Why is all this information kept behind locked doors? Why is is so difficult to even find that it exists?

Just to track it all is a fulltime job - but as a small company we can't afford the luxury of spending all our time looking.

The whole process is geared towards the "Big guys", who promise lots but deliver nothing - and successfully take the business away from smaller companies.


8

sadly..

01 Nov 09 12:20

..the big guys were themselves once small guys but most forget where they came from and generally now act as if there are only big guys around.

The people that only work with the big guys tend to believe the oft touted message that biggest is best, probably don't even know that the big guys were once small guys and sometimes enjoy the  association of working with the big guys (reflected) a little too much! - the true professionals do the right thing whether that is with a big company or a small company.

Interoperability should allow a pool of all the talents to thrive - let's see how serious this effort is.


9

Share with the NHS

01 Nov 09 22:09

Radical idea. Why doesn't the NHS publish these standards instead of pushing them out via a closed door ?

I have heard of Intellect, a supplier organisation, I've also tried to access the HL7 standards -HL7UK also is open to suppliers by subscription.

I am dubious about the ease with which interoperability can truly "be nailed", good integration is a complex dance between the two systems amd suppliers, but the fundamentals are quite simple. But as with so much in this intellectually impoverished and morally corrupt country, these things were created at public expense, yet we public servants are supposed to mandate, procure and implement without easy access.

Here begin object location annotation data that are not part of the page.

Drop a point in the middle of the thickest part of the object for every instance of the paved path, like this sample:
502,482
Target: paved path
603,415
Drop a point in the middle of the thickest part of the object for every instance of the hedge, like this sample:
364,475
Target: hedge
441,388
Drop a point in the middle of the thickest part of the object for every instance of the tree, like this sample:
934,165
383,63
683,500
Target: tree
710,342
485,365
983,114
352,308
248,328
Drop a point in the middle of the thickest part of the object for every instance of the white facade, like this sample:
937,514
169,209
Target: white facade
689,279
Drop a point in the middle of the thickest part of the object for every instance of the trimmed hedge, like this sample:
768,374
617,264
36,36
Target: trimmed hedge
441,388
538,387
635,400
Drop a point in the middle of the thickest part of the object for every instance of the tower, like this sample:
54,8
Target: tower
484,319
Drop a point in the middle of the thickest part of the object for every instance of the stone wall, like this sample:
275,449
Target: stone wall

If CfH (or whatever they call themselves now) valued staff working in the wider NHS perhaps they would gain more respect, and find the costs will drop.

 


10

Very Positive Progress

04 Nov 09 18:04

Agree this is a very positive direction. And, utilizing open source tools such as Mirth would further stimulate innovation and build a community of developers that can layer niche apps on top of the larger applications like Lorenzo.

Are there online forums in the UK that are discussing and comparing notes on these initiatives?  It would be good to compare notes and share knowledge to create a groundswell of progress with interoperability.